Making people chuckle is becoming big business.
Would you drag yourself from bed at the crack of dawn to laugh your head off on the phone with a group of complete strangers? This is just one of the services people around the country are signing up for and even paying for.
While laughing may be considered one of the least serious of human activities, health workers, behavioural experts and even religious leaders are keen to get the nation giggling more.
A growing amount of research is revealing the health benefits of a good chuckle, prompting people to attend laughter yoga sessions and telephone clubs. This form of yoga blends traditional yoga breathing techniques with forced laughter.
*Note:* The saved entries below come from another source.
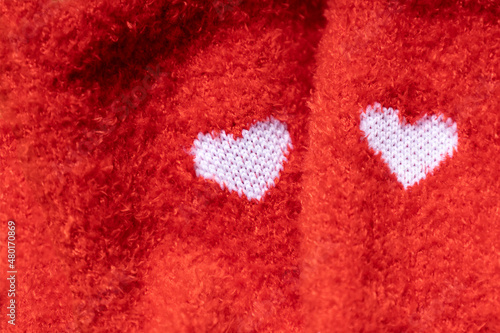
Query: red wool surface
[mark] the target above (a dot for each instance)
(100, 102)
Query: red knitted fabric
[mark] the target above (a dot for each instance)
(131, 217)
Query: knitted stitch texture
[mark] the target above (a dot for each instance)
(410, 151)
(246, 165)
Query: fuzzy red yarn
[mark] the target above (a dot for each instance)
(100, 102)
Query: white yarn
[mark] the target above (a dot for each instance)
(410, 151)
(248, 165)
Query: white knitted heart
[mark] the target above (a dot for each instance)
(410, 151)
(247, 165)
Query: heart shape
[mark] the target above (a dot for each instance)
(248, 165)
(410, 151)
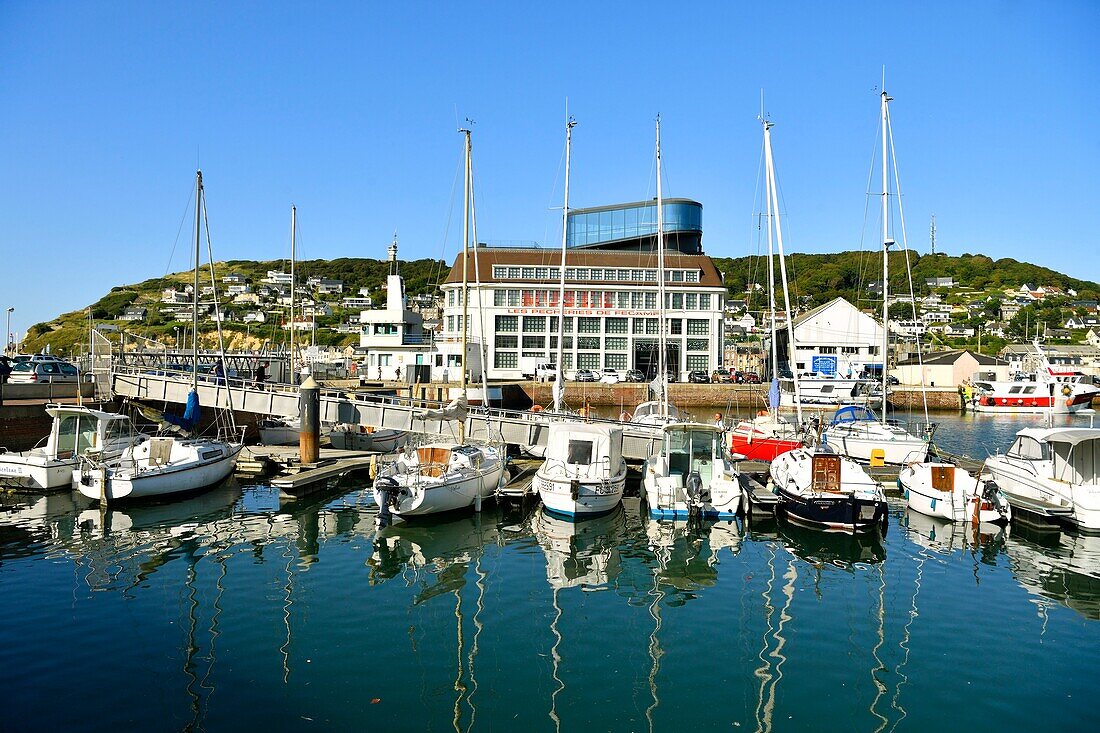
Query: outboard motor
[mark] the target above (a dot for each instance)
(387, 492)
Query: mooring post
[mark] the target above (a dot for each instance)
(309, 409)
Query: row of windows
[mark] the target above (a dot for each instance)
(587, 274)
(510, 360)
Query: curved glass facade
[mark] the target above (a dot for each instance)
(605, 225)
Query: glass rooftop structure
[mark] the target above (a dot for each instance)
(634, 226)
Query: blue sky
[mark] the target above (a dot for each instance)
(350, 111)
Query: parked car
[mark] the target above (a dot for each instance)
(41, 372)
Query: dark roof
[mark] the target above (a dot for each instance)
(948, 358)
(488, 256)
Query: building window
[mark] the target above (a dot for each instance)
(699, 327)
(699, 362)
(591, 342)
(587, 361)
(587, 325)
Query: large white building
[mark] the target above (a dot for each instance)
(612, 317)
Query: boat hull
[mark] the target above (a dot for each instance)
(122, 482)
(586, 499)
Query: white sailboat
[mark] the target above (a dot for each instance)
(947, 492)
(856, 431)
(443, 476)
(815, 485)
(167, 465)
(75, 431)
(659, 412)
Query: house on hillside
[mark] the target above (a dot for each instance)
(948, 368)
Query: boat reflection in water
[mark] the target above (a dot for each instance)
(1060, 567)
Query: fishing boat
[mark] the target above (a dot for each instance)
(947, 492)
(584, 472)
(1053, 472)
(824, 490)
(858, 433)
(167, 465)
(692, 474)
(1046, 390)
(75, 431)
(443, 476)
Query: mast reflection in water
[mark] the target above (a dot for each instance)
(239, 610)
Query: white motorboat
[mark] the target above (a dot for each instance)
(171, 465)
(692, 474)
(1053, 471)
(440, 477)
(824, 490)
(947, 492)
(584, 472)
(857, 433)
(76, 430)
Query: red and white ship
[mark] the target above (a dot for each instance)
(1047, 390)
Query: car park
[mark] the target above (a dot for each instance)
(44, 372)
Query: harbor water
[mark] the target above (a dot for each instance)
(239, 610)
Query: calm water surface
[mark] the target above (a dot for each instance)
(237, 610)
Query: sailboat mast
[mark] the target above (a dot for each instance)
(465, 274)
(773, 211)
(886, 254)
(294, 231)
(570, 123)
(661, 341)
(195, 295)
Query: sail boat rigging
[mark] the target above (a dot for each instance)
(857, 431)
(444, 476)
(168, 465)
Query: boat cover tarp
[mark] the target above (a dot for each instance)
(190, 416)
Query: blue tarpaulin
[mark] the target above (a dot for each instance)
(190, 416)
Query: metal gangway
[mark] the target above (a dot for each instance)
(367, 409)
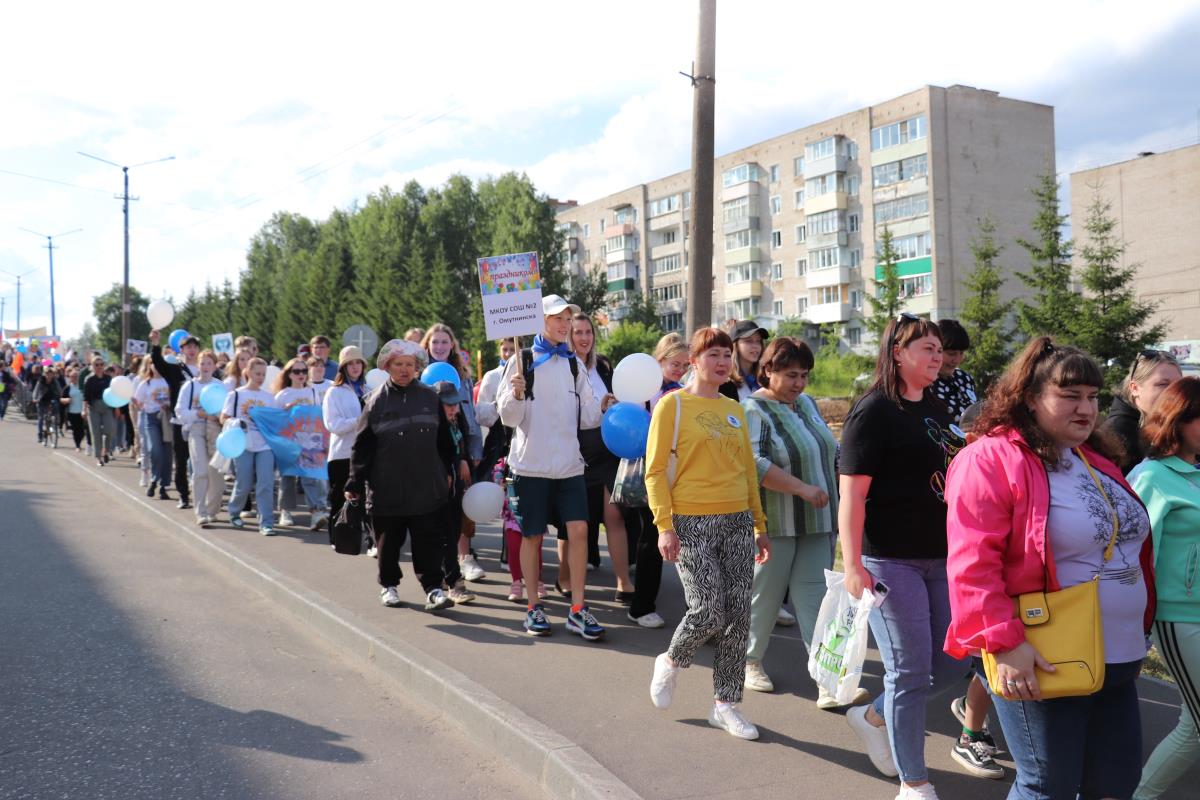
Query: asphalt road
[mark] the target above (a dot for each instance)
(133, 669)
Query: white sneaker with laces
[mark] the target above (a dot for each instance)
(729, 719)
(471, 569)
(757, 678)
(663, 681)
(875, 740)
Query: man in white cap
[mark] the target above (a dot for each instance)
(403, 458)
(547, 468)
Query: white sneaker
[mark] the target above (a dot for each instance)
(663, 681)
(757, 678)
(874, 739)
(729, 719)
(471, 569)
(647, 620)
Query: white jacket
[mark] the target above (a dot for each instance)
(545, 439)
(341, 410)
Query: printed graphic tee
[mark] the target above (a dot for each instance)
(906, 450)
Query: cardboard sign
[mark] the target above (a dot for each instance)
(510, 287)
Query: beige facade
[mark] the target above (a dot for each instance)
(797, 216)
(1156, 202)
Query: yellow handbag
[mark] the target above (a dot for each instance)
(1065, 626)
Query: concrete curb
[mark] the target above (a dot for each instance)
(558, 765)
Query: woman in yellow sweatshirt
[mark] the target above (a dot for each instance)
(703, 492)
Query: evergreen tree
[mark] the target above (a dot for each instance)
(1054, 307)
(1113, 324)
(983, 312)
(886, 301)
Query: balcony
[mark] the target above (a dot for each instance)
(833, 276)
(828, 312)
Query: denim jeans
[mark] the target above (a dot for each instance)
(255, 470)
(910, 630)
(1069, 747)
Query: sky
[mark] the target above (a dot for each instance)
(311, 107)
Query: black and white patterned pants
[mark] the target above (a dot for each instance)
(717, 569)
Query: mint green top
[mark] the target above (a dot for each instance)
(1170, 488)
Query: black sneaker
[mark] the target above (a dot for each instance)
(975, 756)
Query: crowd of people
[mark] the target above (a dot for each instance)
(946, 506)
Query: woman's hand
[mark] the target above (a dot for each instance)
(669, 545)
(1017, 673)
(858, 578)
(762, 545)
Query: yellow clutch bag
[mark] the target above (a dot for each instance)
(1065, 626)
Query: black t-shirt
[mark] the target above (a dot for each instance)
(905, 451)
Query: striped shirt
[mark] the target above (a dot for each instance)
(798, 441)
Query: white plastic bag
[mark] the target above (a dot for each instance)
(839, 645)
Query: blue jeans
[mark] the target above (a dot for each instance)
(1077, 746)
(160, 453)
(255, 470)
(910, 629)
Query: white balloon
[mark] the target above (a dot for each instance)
(160, 313)
(121, 386)
(376, 378)
(636, 379)
(483, 501)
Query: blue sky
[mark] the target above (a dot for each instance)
(295, 107)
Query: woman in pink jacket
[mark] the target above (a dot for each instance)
(1025, 515)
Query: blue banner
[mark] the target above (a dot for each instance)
(297, 437)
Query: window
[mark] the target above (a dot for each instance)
(664, 205)
(916, 205)
(823, 295)
(742, 272)
(900, 170)
(739, 174)
(822, 149)
(666, 264)
(742, 239)
(825, 258)
(898, 133)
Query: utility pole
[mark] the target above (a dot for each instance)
(125, 209)
(49, 245)
(700, 253)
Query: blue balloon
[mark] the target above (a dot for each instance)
(213, 397)
(112, 398)
(625, 429)
(441, 371)
(232, 443)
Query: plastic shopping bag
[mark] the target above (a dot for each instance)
(839, 647)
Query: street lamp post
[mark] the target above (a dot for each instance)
(49, 245)
(125, 209)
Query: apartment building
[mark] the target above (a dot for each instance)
(798, 216)
(1156, 203)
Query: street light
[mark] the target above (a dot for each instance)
(125, 197)
(49, 245)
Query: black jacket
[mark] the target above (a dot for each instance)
(1125, 422)
(403, 451)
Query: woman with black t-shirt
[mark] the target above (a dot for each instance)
(895, 447)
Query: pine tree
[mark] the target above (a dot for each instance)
(983, 312)
(886, 302)
(1054, 307)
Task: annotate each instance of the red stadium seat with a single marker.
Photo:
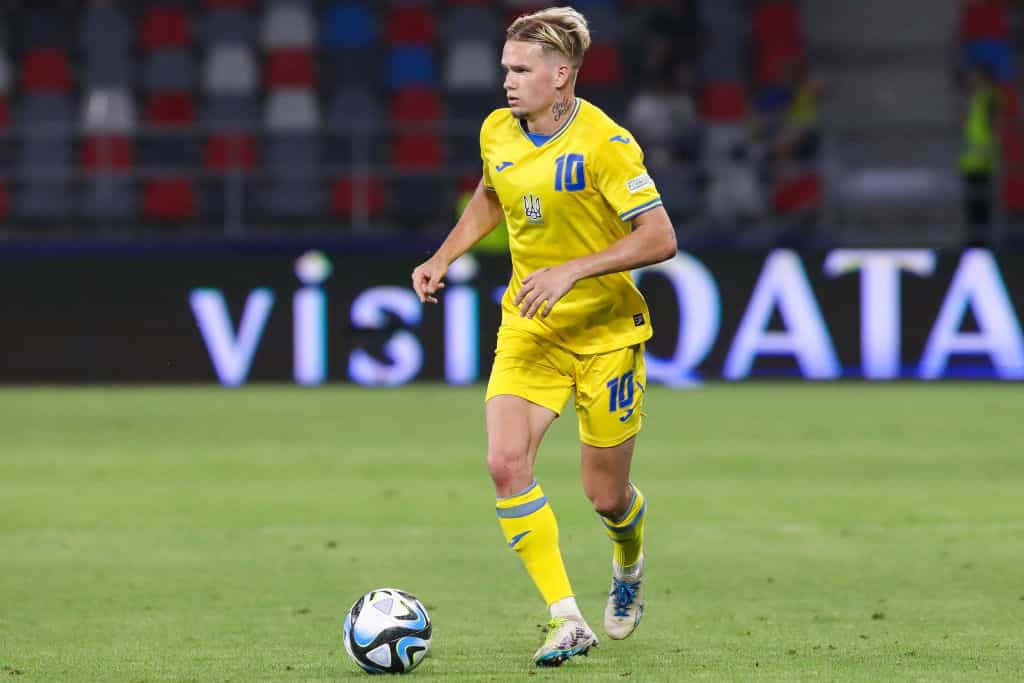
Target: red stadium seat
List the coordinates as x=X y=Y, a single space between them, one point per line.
x=776 y=22
x=1013 y=191
x=347 y=189
x=1013 y=145
x=798 y=194
x=411 y=26
x=772 y=67
x=416 y=104
x=981 y=20
x=1010 y=103
x=45 y=69
x=230 y=151
x=108 y=153
x=170 y=108
x=602 y=66
x=169 y=198
x=164 y=27
x=290 y=68
x=417 y=152
x=723 y=101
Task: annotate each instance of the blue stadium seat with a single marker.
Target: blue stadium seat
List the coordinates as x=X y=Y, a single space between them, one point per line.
x=227 y=113
x=227 y=26
x=994 y=53
x=346 y=26
x=169 y=70
x=411 y=66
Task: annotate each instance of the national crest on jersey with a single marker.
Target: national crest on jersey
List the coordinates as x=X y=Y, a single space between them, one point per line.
x=571 y=195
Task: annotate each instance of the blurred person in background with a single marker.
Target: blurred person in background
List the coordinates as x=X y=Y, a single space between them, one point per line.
x=665 y=119
x=582 y=213
x=978 y=157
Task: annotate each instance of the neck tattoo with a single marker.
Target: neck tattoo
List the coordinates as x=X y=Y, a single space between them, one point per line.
x=560 y=109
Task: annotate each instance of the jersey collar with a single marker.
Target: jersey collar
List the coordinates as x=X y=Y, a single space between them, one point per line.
x=557 y=133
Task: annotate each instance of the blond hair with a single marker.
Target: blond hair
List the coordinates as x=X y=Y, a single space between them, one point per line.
x=561 y=30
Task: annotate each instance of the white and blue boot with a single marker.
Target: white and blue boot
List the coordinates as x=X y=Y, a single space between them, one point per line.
x=625 y=605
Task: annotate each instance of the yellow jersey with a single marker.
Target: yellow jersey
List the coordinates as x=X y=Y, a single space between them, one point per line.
x=571 y=194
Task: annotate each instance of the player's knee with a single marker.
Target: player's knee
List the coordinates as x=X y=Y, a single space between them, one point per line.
x=609 y=504
x=508 y=468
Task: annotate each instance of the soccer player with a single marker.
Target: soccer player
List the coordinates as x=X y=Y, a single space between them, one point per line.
x=582 y=212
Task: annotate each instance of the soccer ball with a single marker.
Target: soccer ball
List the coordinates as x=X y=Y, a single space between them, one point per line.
x=387 y=631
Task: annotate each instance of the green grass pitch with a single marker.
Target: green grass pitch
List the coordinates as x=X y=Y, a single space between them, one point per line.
x=846 y=531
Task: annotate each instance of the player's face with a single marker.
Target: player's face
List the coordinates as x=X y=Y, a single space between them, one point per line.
x=531 y=78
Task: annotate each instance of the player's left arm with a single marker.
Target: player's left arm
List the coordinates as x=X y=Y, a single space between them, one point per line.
x=652 y=241
x=623 y=180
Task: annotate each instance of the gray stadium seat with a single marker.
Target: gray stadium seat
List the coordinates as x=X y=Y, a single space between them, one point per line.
x=44 y=200
x=45 y=27
x=290 y=197
x=605 y=24
x=108 y=111
x=291 y=154
x=723 y=59
x=104 y=30
x=45 y=159
x=229 y=69
x=108 y=198
x=46 y=115
x=169 y=70
x=464 y=23
x=105 y=70
x=5 y=73
x=353 y=67
x=227 y=26
x=288 y=25
x=292 y=110
x=472 y=65
x=353 y=103
x=724 y=17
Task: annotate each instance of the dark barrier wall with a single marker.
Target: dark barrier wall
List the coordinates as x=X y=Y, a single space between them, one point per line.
x=308 y=316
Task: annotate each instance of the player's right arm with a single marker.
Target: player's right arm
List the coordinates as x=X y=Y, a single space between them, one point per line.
x=481 y=215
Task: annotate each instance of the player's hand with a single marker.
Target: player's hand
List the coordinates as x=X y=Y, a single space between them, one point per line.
x=427 y=280
x=546 y=285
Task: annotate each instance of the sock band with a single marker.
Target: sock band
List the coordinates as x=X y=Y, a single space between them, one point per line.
x=521 y=510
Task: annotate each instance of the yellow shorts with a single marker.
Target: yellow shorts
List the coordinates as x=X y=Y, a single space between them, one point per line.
x=608 y=386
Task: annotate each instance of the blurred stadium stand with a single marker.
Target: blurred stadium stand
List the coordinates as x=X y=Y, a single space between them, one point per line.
x=763 y=120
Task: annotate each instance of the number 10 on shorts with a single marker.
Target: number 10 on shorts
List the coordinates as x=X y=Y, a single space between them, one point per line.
x=621 y=394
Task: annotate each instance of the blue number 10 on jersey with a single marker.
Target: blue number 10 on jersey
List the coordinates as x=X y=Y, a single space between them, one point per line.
x=569 y=172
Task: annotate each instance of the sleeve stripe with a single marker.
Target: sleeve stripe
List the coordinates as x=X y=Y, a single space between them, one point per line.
x=636 y=211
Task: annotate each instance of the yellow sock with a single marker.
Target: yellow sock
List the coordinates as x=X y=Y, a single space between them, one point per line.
x=530 y=529
x=627 y=531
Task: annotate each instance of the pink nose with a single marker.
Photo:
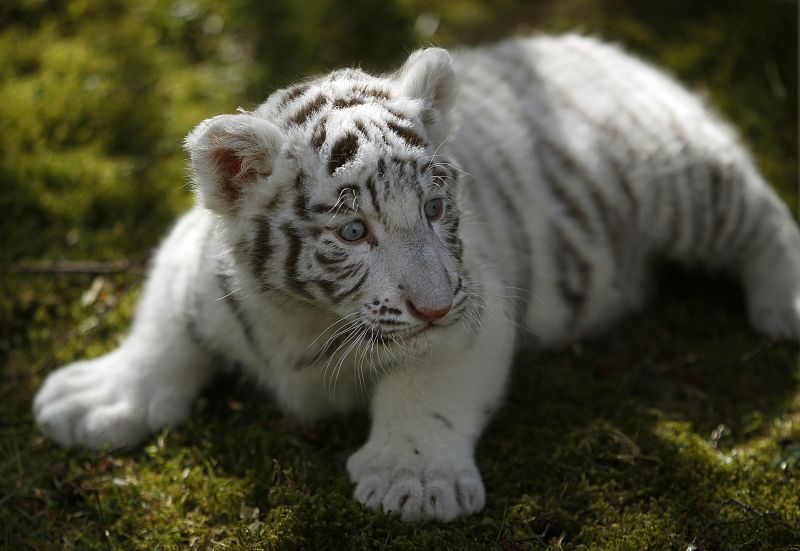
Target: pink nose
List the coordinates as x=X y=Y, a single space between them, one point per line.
x=426 y=314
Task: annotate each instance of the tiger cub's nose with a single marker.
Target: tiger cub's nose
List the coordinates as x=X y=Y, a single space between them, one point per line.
x=427 y=314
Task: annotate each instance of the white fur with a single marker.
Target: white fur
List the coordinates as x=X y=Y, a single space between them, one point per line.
x=569 y=109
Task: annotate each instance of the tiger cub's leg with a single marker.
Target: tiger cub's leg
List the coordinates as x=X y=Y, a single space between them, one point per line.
x=146 y=384
x=722 y=214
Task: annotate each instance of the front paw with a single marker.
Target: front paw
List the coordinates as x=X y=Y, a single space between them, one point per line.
x=103 y=402
x=415 y=485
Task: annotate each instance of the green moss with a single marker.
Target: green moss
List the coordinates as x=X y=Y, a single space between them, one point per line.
x=680 y=428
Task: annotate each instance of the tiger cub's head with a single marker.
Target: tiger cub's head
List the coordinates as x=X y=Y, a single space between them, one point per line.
x=334 y=194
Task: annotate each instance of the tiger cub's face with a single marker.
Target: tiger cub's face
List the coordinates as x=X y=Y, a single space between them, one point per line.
x=333 y=194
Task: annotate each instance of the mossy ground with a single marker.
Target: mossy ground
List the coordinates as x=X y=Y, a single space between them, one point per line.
x=678 y=430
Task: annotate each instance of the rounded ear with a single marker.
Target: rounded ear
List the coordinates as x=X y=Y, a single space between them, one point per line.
x=229 y=153
x=429 y=75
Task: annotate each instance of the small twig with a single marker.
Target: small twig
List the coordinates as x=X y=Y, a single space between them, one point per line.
x=75 y=267
x=104 y=530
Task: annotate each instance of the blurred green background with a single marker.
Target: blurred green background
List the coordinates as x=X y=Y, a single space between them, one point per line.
x=681 y=430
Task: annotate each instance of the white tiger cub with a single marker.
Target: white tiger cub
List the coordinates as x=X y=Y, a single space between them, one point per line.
x=339 y=255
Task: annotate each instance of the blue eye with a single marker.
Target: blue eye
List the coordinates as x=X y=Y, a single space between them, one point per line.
x=353 y=231
x=433 y=209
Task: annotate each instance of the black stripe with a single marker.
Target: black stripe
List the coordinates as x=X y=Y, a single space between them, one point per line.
x=343 y=151
x=309 y=109
x=323 y=258
x=411 y=138
x=546 y=152
x=291 y=273
x=291 y=94
x=320 y=134
x=574 y=275
x=355 y=287
x=373 y=194
x=262 y=249
x=344 y=103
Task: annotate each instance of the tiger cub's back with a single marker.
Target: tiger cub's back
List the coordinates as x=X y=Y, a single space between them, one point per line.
x=586 y=162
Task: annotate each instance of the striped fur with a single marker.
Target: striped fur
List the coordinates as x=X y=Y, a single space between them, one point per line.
x=519 y=189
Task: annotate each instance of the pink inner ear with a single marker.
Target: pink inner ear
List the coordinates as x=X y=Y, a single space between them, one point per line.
x=230 y=168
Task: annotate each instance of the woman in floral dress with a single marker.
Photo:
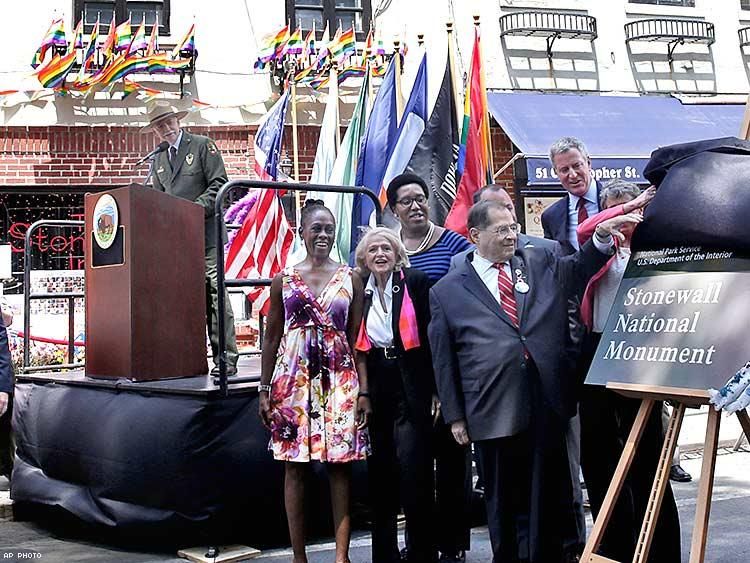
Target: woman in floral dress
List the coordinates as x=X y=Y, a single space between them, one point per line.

The UK's Laughter Network is mainly made up of yoga teachers, mental health professionals and social workers and has more than tripled in membership since its launch nine years ago - clearly displaying an increased interest in the subject.
Research carried out by the University of Arizona has suggested that laughter yoga could help to improve mood and stabilise heart rates in patients awaiting organ transplants.
Oxford University found that when a good belly laugh is shared with others it can increase a person's pain thresholds by releasing protective endorphins. The study also suggested that laughter may play a crucial role in social bonding.
It appears that the old adage about laughter being the best medicine may well be true. Further research into the health benefits of laughter have shown that it relaxes the body, relieves physical tension and even boosts the immune system.